A different approach to study genetic effects on epigenetics focused on chromatin states, which are key to epigenetic mechanisms [[61]]. The authors explored discordant chromatin accessibility states associated with genetic variants in lymphoblastoid cells of 36 MZ twin pairs. Within-pair differences in chromatin accessibility were increased in the presence of somatic mutations and had a significant effect on gene expression discordance. Furthermore, quantitative trait locus mapping revealed chromatin accessibility differences at 1,325 loci associated with genotypic variants at a false discovery rate of 0.01. This integrative analysis using MZ twins shows how genetic factors affect chromatin states, potentially through epigenetic mechanisms, and ultimately gene expression.
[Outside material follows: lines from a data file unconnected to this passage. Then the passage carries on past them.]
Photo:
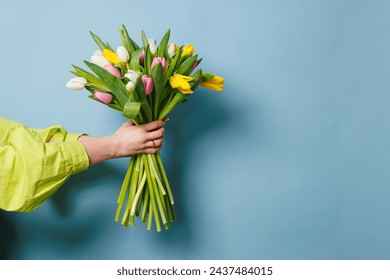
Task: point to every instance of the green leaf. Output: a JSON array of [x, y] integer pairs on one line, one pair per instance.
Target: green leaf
[[126, 40], [99, 42], [116, 86], [134, 61], [187, 65], [172, 65], [109, 47], [131, 109], [163, 44], [89, 77], [158, 77], [147, 61], [196, 78]]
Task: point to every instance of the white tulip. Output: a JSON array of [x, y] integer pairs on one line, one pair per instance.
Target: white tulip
[[100, 60], [152, 46], [123, 54], [130, 86], [171, 49], [77, 83], [132, 75]]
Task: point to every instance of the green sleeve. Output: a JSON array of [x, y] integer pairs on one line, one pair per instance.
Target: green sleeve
[[31, 170]]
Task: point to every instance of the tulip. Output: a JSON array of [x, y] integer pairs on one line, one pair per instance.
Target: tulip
[[111, 56], [215, 83], [188, 50], [158, 60], [142, 58], [181, 82], [132, 75], [104, 97], [130, 86], [99, 60], [98, 52], [114, 71], [148, 84], [194, 65], [123, 54], [77, 83], [171, 49], [152, 47]]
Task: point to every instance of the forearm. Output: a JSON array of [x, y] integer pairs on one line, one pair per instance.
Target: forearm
[[98, 148]]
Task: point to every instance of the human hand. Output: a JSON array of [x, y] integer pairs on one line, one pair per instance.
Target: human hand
[[130, 139]]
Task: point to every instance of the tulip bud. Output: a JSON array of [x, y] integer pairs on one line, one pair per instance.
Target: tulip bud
[[148, 84], [114, 71], [152, 47], [171, 49], [188, 50], [98, 52], [130, 86], [100, 60], [142, 58], [158, 60], [104, 97], [77, 83], [132, 75], [123, 54]]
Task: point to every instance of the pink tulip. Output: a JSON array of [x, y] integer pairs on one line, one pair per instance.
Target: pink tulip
[[158, 60], [194, 66], [114, 71], [148, 84], [104, 97], [142, 58]]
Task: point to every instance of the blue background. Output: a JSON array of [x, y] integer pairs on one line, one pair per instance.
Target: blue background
[[290, 161]]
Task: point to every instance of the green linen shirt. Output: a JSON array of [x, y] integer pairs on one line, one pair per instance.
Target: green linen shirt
[[32, 168]]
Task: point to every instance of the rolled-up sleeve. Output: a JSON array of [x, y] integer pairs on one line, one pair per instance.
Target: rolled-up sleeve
[[31, 168]]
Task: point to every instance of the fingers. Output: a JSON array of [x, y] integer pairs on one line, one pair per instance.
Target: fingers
[[155, 143], [127, 124], [153, 125]]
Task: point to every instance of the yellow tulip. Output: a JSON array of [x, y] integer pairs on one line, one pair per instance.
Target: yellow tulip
[[181, 82], [216, 83], [188, 50], [111, 56]]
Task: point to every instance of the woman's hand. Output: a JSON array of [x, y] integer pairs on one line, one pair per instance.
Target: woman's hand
[[128, 140]]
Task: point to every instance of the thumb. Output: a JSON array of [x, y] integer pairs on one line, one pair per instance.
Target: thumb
[[127, 124]]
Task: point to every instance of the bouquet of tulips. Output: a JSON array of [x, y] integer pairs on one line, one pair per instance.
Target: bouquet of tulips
[[144, 83]]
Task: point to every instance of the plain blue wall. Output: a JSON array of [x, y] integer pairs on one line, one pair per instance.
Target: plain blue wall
[[291, 161]]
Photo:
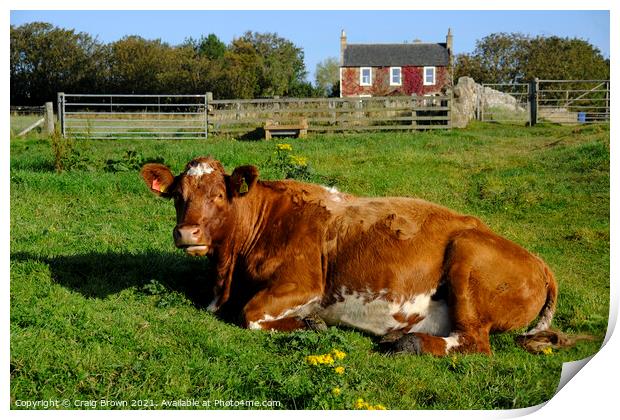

Discordant lifestyles are obvious potential triggers for disease discordance. Epidemiological studies using disease-discordant MZ twins have identified environmental or lifestyle factors that increase or decrease the risk of developing a disease. Increased risk for basal cell carcinoma of the skin was associated with smoking status in females and decreased risk with outdoor work [[62]], and because smoking is strongly linked to DNA methylation changes at multiple genes [[49]], DNA methylation is a potential mediator of the molecular impacts of smoking on the disease in this case. Additional findings include moderate alcohol consumption, which associates positively with bone mineral density [[63]]. Furthermore, a study of MZ twins from the Older Australian Twins Study revealed that cognitive and social activity was associated with performance on some cognitive tasks [[64]]. Finally, habitual physical activity during adulthood enlarges the distal aorta and iliac and femoral artery diameters according to a study that included six middle-aged MZ twins with 32 years of discordance for physical activity [[65]]. Although the link between most lifestyle changes and specific epigenetic marks that may lead to disease is still unknown, MZ twins provide a good system to identify environmentally associated DNA methylation modifications and study their role in disease.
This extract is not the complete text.